No, this isn’t another moan by yours truly about how the valuation people deal (in)correctly with states worse than the death on in health economics valuation exercises (phew).
— Eric Topol (@EricTopol) August 5, 2016
This tweet interested me. There are all sorts of things you could do with a discrete choice experiment (DCE) to measure the trade-offs such patients make. When at UTS, we did a DCE that did two things, one novel and one not so novel. The first was an attitudinal one that found there are three segments among Australian retired people (our sample was around 1100 total) when you got them to tell you what statements about life they related to most and least – Best-Worst Scaling. We did something never done before – feed back to them their own results after that survey that they could print off, bring to their doctor to discuss, use as the starting point for and end-of-life care plan etc: results of this form a chapter in the book referenced. Of course the doctors at the sharp end in ICUs had warned us that thanks to TV programmes the general public has much higher expectations about the success/acceptablility of these dramatic interventions than is true in practice, but you could do the same survey with patients. In fact the bare bones of the survey are still live at the link and you can see how you compare with older Aussies.
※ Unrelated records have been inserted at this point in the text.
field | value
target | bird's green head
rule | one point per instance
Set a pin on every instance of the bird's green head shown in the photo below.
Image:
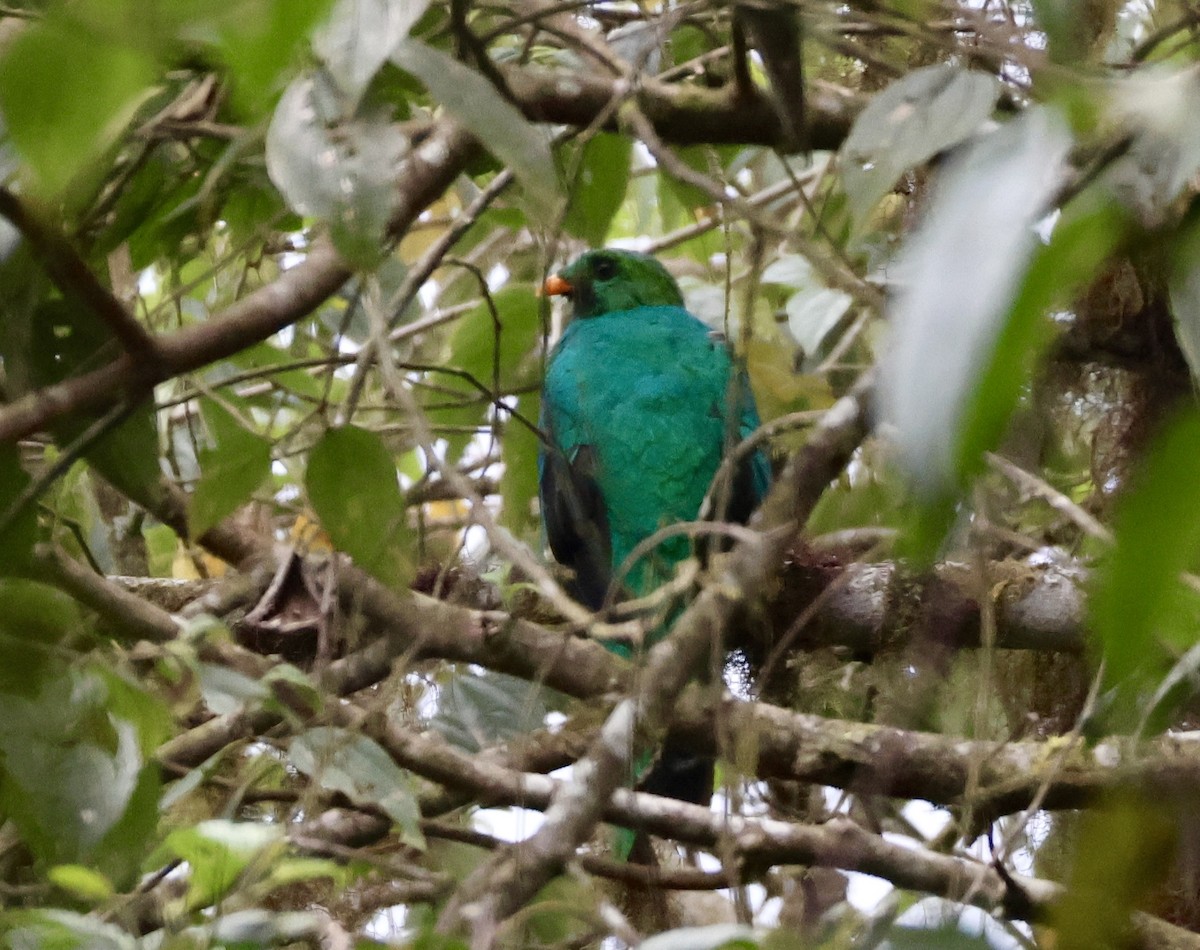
(606, 281)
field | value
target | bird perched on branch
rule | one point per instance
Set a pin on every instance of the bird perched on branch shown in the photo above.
(641, 403)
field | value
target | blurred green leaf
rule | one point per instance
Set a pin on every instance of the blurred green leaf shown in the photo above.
(493, 349)
(231, 469)
(1158, 536)
(227, 691)
(1183, 287)
(18, 539)
(960, 276)
(259, 41)
(61, 930)
(503, 131)
(83, 883)
(1161, 109)
(69, 86)
(1125, 851)
(1081, 242)
(600, 188)
(353, 487)
(217, 852)
(921, 114)
(360, 769)
(70, 338)
(70, 771)
(337, 168)
(360, 36)
(487, 343)
(33, 618)
(479, 709)
(713, 937)
(946, 937)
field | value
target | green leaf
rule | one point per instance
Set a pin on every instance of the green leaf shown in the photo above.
(946, 937)
(485, 343)
(261, 40)
(1125, 852)
(1161, 109)
(336, 168)
(478, 710)
(263, 356)
(1080, 244)
(493, 349)
(237, 463)
(600, 187)
(219, 852)
(1185, 293)
(70, 770)
(33, 618)
(67, 88)
(360, 36)
(961, 274)
(83, 883)
(353, 487)
(912, 120)
(63, 930)
(228, 691)
(492, 119)
(70, 338)
(1158, 536)
(360, 769)
(713, 937)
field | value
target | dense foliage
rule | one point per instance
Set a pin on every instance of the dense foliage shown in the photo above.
(282, 659)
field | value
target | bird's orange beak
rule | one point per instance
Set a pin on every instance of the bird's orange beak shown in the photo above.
(556, 286)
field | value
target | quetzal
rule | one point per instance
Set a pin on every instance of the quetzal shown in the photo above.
(640, 404)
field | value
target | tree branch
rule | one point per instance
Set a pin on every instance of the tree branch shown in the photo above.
(426, 173)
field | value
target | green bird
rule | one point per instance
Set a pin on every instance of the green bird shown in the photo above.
(640, 404)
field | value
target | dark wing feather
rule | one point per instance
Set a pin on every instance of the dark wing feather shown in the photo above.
(576, 521)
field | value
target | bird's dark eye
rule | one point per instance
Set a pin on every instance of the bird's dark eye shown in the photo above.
(605, 269)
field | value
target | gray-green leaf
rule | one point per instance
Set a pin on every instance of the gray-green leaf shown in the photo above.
(359, 37)
(337, 168)
(492, 119)
(358, 767)
(958, 280)
(909, 122)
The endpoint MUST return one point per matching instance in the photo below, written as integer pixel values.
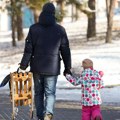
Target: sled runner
(21, 92)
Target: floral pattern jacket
(91, 83)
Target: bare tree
(19, 21)
(110, 4)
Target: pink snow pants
(91, 112)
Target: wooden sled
(21, 91)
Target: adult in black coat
(46, 44)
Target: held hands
(20, 70)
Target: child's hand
(101, 73)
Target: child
(91, 83)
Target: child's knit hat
(87, 63)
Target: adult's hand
(20, 70)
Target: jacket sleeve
(28, 50)
(65, 51)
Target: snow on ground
(106, 57)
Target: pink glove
(101, 73)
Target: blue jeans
(45, 90)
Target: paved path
(63, 111)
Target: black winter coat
(44, 48)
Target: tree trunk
(72, 11)
(20, 34)
(13, 21)
(61, 4)
(109, 8)
(91, 30)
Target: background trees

The second DCE was (by DCE standards) very very simple, but was done to get a handle on the trade-offs people woul make regarding the kinds of interventions in the survey in this Twitter post and unfortunately won’t give you personalised results.
These types of DCEs should become routine. They can be done on touchscreen tablet PCs etc when the patient is waiting to see the doctor, they can give personalised results – not aggregated ones like in the bad old days. People like them, and like to know how they compare with others – the older generation love those surveys comparing them to others just as much as the younger “Facebook generations”. C’mon people, this survey is great and very very informative but we can move forward even further and do it today.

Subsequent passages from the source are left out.